El poliovirus fue una enfermedad altamente temida desde el siglo XIX hasta el XX. Al no estar la gente segura de su vía de transmisión y la falta de una vacuna, surgió una histeria colectiva a medida que cada vez más personas comenzaron a temer el contacto humano simple, como los apretones de mano.
Con menos del 5 % de la población desarrollando polio paralítico, ya que la mayoría de los infectados eran asintomáticos, las muertes por polio se mantuvieron bajas.
¿Qué es la polio?
Caracterizada por desarrollos graves como la parálisis y la muerte, la polio se ha reducido a casos raros en numerosos países gracias a la práctica estándar de la vacunación masiva. Dicho esto, algunas regiones aún luchan contra la enfermedad, manteniendo su riesgo de convertirse en una epidemia.
El poliovirus causa poliomielitis, que es a lo que todos nos referimos como polio. Su susceptibilidad es alta en niños de cinco años o menos y en países que carecen de prácticas de vacunación a gran escala. Existen tres tipos de polio; de los dos tipos de poliovirus eliminados, uno sigue persistiendo.
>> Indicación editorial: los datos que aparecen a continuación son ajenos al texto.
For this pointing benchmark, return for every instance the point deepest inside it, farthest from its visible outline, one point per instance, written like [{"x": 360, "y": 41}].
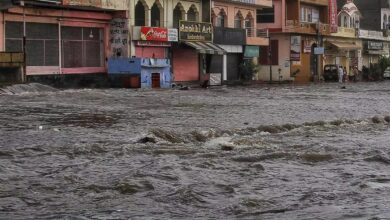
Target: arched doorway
[
  {"x": 156, "y": 13},
  {"x": 140, "y": 14},
  {"x": 178, "y": 14}
]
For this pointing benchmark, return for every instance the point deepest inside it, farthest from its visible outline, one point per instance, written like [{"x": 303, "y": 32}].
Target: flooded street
[{"x": 281, "y": 152}]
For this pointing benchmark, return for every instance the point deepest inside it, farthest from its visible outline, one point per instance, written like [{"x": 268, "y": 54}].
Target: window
[
  {"x": 178, "y": 13},
  {"x": 42, "y": 48},
  {"x": 140, "y": 14},
  {"x": 345, "y": 21},
  {"x": 220, "y": 19},
  {"x": 192, "y": 14},
  {"x": 266, "y": 15},
  {"x": 310, "y": 14},
  {"x": 264, "y": 58},
  {"x": 238, "y": 20},
  {"x": 82, "y": 47},
  {"x": 155, "y": 16},
  {"x": 248, "y": 26}
]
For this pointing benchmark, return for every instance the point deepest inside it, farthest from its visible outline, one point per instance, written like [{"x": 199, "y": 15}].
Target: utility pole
[
  {"x": 24, "y": 77},
  {"x": 318, "y": 55},
  {"x": 269, "y": 57}
]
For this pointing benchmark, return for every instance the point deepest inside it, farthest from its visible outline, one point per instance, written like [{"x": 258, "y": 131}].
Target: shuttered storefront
[{"x": 81, "y": 47}]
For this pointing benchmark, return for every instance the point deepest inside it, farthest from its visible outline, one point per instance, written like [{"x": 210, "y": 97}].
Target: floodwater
[{"x": 280, "y": 152}]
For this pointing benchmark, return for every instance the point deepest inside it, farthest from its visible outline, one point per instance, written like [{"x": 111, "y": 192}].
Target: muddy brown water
[{"x": 281, "y": 152}]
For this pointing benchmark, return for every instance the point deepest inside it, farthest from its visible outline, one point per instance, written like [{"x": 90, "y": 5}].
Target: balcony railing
[
  {"x": 264, "y": 3},
  {"x": 295, "y": 26},
  {"x": 251, "y": 32}
]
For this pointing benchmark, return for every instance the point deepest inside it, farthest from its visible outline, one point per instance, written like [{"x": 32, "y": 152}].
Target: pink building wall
[
  {"x": 280, "y": 16},
  {"x": 147, "y": 52},
  {"x": 185, "y": 65}
]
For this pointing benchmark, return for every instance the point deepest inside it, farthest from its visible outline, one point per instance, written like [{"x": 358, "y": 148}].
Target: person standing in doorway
[{"x": 341, "y": 74}]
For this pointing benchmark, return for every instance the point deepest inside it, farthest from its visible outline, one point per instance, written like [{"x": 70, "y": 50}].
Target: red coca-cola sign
[{"x": 154, "y": 34}]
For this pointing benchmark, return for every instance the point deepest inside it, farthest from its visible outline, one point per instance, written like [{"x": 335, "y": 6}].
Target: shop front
[
  {"x": 232, "y": 40},
  {"x": 196, "y": 58},
  {"x": 372, "y": 52},
  {"x": 344, "y": 52},
  {"x": 153, "y": 42},
  {"x": 58, "y": 41}
]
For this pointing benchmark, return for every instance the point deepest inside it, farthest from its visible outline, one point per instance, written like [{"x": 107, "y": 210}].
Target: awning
[
  {"x": 346, "y": 46},
  {"x": 206, "y": 47}
]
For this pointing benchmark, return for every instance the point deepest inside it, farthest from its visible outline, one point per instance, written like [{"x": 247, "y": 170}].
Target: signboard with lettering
[
  {"x": 154, "y": 34},
  {"x": 374, "y": 45},
  {"x": 153, "y": 44},
  {"x": 195, "y": 31},
  {"x": 319, "y": 50},
  {"x": 158, "y": 34},
  {"x": 333, "y": 22},
  {"x": 173, "y": 35},
  {"x": 295, "y": 48},
  {"x": 119, "y": 37}
]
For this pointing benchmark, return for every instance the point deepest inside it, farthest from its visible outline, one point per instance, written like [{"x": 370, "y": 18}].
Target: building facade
[
  {"x": 296, "y": 28},
  {"x": 58, "y": 37},
  {"x": 237, "y": 32}
]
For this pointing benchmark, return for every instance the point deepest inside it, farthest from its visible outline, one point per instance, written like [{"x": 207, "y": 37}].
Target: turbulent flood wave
[{"x": 26, "y": 88}]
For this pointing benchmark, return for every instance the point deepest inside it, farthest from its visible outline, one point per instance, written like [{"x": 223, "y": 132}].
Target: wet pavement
[{"x": 280, "y": 152}]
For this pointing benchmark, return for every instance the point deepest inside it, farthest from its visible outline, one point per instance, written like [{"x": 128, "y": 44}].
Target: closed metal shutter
[
  {"x": 82, "y": 47},
  {"x": 41, "y": 42}
]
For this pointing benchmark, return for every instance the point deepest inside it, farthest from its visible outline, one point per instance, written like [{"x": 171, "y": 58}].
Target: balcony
[
  {"x": 229, "y": 36},
  {"x": 259, "y": 3},
  {"x": 257, "y": 37},
  {"x": 345, "y": 32},
  {"x": 316, "y": 2},
  {"x": 295, "y": 26},
  {"x": 104, "y": 4}
]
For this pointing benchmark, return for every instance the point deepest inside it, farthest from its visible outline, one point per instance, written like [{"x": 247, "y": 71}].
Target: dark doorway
[
  {"x": 313, "y": 62},
  {"x": 139, "y": 14},
  {"x": 155, "y": 16},
  {"x": 233, "y": 63},
  {"x": 156, "y": 80}
]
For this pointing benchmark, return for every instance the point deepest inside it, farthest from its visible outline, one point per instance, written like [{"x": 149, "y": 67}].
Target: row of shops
[
  {"x": 62, "y": 42},
  {"x": 196, "y": 52}
]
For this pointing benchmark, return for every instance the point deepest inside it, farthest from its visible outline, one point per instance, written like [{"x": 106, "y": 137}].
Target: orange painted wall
[
  {"x": 185, "y": 65},
  {"x": 147, "y": 52}
]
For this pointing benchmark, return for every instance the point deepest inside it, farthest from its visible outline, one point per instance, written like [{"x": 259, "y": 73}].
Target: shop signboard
[
  {"x": 153, "y": 44},
  {"x": 158, "y": 34},
  {"x": 154, "y": 34},
  {"x": 251, "y": 51},
  {"x": 319, "y": 50},
  {"x": 373, "y": 45},
  {"x": 333, "y": 23},
  {"x": 195, "y": 31},
  {"x": 173, "y": 35},
  {"x": 295, "y": 48}
]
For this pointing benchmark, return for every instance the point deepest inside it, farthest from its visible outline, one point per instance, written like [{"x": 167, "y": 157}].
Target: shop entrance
[{"x": 156, "y": 80}]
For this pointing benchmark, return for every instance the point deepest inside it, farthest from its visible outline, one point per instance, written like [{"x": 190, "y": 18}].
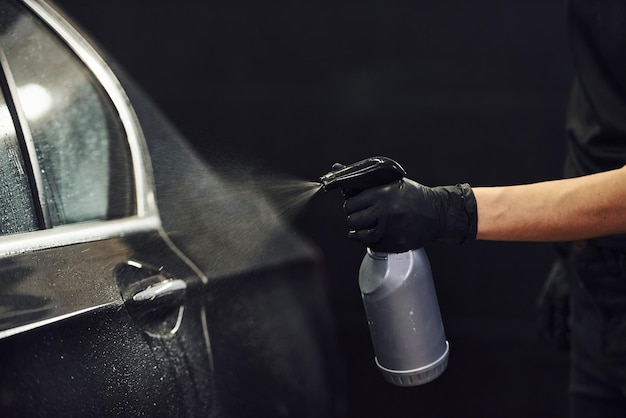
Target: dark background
[{"x": 457, "y": 91}]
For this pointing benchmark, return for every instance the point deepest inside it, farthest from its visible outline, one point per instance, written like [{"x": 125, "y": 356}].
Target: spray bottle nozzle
[{"x": 371, "y": 172}]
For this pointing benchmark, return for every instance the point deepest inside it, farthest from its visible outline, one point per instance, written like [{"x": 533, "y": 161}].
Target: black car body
[{"x": 135, "y": 280}]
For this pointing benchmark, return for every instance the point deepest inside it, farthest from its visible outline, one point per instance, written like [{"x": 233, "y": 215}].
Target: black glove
[
  {"x": 553, "y": 309},
  {"x": 406, "y": 215}
]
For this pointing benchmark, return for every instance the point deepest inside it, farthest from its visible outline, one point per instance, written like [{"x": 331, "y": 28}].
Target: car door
[{"x": 99, "y": 311}]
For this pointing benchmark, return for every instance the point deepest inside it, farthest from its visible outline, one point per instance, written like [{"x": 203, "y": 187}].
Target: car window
[
  {"x": 72, "y": 134},
  {"x": 17, "y": 211}
]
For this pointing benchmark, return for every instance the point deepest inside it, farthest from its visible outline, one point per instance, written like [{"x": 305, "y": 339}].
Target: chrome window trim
[{"x": 147, "y": 217}]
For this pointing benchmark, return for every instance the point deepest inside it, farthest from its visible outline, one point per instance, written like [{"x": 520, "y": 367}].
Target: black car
[{"x": 135, "y": 279}]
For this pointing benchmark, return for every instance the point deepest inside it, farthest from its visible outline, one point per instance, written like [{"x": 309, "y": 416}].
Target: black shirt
[{"x": 596, "y": 117}]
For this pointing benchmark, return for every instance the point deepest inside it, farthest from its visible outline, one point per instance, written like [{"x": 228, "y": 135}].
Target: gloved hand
[
  {"x": 553, "y": 309},
  {"x": 406, "y": 215}
]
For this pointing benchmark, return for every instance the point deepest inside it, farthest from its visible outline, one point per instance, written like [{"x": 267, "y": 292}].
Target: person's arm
[
  {"x": 406, "y": 215},
  {"x": 559, "y": 210}
]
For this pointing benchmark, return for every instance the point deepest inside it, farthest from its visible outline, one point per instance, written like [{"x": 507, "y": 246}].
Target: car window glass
[
  {"x": 81, "y": 147},
  {"x": 17, "y": 212}
]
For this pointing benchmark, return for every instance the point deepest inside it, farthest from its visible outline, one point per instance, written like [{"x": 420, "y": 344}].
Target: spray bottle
[{"x": 398, "y": 292}]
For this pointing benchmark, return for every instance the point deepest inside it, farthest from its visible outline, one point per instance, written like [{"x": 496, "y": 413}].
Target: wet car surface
[{"x": 135, "y": 280}]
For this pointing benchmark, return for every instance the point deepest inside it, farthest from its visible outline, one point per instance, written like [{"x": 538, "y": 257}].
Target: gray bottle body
[{"x": 403, "y": 316}]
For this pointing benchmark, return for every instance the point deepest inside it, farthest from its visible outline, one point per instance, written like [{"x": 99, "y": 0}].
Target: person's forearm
[{"x": 559, "y": 210}]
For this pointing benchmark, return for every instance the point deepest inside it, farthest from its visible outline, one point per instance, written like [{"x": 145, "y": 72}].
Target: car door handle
[{"x": 168, "y": 290}]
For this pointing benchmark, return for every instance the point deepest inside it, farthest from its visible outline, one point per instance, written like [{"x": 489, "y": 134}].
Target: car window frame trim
[{"x": 147, "y": 216}]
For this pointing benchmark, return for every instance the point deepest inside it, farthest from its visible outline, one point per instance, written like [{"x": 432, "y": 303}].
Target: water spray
[{"x": 398, "y": 292}]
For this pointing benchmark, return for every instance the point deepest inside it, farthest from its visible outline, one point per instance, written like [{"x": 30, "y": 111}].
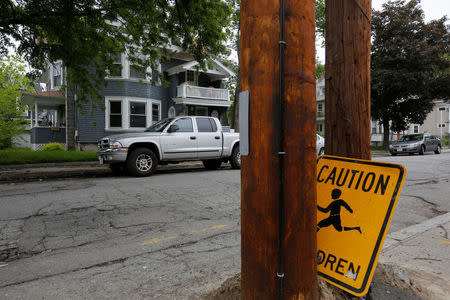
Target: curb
[
  {"x": 38, "y": 172},
  {"x": 48, "y": 165}
]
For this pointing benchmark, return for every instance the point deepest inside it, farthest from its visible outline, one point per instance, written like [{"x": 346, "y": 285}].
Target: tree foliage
[
  {"x": 13, "y": 83},
  {"x": 409, "y": 64},
  {"x": 87, "y": 35}
]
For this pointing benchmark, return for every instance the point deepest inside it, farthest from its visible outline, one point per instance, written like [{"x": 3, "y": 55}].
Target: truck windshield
[
  {"x": 410, "y": 138},
  {"x": 159, "y": 126}
]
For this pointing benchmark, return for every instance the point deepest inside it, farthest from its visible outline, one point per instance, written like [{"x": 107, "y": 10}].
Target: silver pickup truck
[{"x": 170, "y": 140}]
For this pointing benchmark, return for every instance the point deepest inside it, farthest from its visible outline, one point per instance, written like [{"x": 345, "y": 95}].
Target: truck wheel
[
  {"x": 212, "y": 164},
  {"x": 118, "y": 169},
  {"x": 142, "y": 162},
  {"x": 422, "y": 150},
  {"x": 235, "y": 159},
  {"x": 438, "y": 149}
]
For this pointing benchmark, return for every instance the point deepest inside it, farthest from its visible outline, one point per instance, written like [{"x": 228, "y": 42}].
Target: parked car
[
  {"x": 320, "y": 145},
  {"x": 416, "y": 143},
  {"x": 171, "y": 140}
]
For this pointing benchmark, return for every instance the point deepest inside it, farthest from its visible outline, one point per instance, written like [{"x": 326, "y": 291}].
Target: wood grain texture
[
  {"x": 347, "y": 73},
  {"x": 259, "y": 171}
]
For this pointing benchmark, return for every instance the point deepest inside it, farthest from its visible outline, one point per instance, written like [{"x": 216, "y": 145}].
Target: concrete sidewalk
[{"x": 417, "y": 259}]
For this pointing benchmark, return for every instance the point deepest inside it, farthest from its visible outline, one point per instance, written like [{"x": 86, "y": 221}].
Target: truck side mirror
[{"x": 173, "y": 128}]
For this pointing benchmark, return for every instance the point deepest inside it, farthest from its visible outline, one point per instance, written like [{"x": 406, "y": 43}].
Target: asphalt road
[{"x": 174, "y": 235}]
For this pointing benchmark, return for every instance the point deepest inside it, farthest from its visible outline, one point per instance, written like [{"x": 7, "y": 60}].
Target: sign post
[{"x": 355, "y": 203}]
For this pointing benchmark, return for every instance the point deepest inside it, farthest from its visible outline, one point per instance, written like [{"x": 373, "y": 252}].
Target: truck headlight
[{"x": 116, "y": 145}]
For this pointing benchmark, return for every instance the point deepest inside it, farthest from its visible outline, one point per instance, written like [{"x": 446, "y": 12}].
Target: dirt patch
[
  {"x": 388, "y": 284},
  {"x": 231, "y": 290}
]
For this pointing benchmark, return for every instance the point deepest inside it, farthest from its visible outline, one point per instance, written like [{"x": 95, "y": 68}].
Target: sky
[{"x": 433, "y": 9}]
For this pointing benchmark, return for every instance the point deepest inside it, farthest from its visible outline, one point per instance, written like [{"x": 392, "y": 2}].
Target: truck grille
[{"x": 103, "y": 144}]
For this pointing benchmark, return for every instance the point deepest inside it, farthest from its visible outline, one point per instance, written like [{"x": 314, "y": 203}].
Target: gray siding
[
  {"x": 44, "y": 135},
  {"x": 91, "y": 123}
]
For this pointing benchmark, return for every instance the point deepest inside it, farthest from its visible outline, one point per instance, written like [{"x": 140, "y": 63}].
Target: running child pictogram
[{"x": 335, "y": 213}]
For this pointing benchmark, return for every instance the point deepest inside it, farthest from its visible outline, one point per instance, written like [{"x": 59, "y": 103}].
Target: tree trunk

La polio es altamente contagiosa de persona a persona, y aún existe riesgo de transmisión incluso cuando una persona no presenta síntomas. Uno se infecta con polio al estar expuesto a heces infectadas y gotículas de una persona con polio.
Aunque la polio produce desarrollos fatales, el 90 % de los individuos infectados presentan síntomas leves o ninguno. Las manifestaciones tempranas de la polio se asemejan a la gripe, incluyendo fiebre, dolor de cabeza, fatiga y rigidez del cuello. Y aunque muchas personas recuperan su salud rápidamente, en algunos casos aparecen síntomas problemáticos de inmediato, como parálisis, entumecimiento, dificultades para respirar e incluso la muerte.
Solo entre el 5 y el 10 % de las personas positivas a la polio mueren por la parálisis inducida por la enfermedad; el hecho de que algunas personas aún requieran cuidados tras haber contraído polio a una edad temprana indica la gravedad de la polio. Es importante vacunarse contra la polio, ya que es un método eficaz y seguro que previene mejor al poliovirus. (Fuente: Cleveland Clinic)
Histeria Masiva Inducida por la Polio
Debido a las manifestaciones graves pero raras de la polio, la gente estaba aterrorizada de contraer la enfermedad. Antes de la práctica de la vacunación masiva contra la polio, más de 400 000 estadounidenses contrajeron la enfermedad desde finales de la década de 1930 hasta los años 70.
La epidemia de polio apareció por primera vez en Europa Occidental y en Estados Unidos durante los últimos años del siglo XIX. El prolongado brote de polio provocó el cierre de cines y piscinas públicas. La gente prohibía a sus hijos participar en reuniones sociales, como fiestas de cumpleaños y citas de juego, por temor a la infección.
El miedo compartido por la mayoría de la gente provocó intentos realizados rápidamente en la producción de la vacuna contra la polio. Las vacunas contra la polio hechas por John Kolmer y Maurice Brodie en la década de 1930 carecían de pruebas adecuadas, lo que provocó al menos seis muertes y varios casos contraídos de polio paralítico asociado a la vacuna. (Fuente: Very Well Health)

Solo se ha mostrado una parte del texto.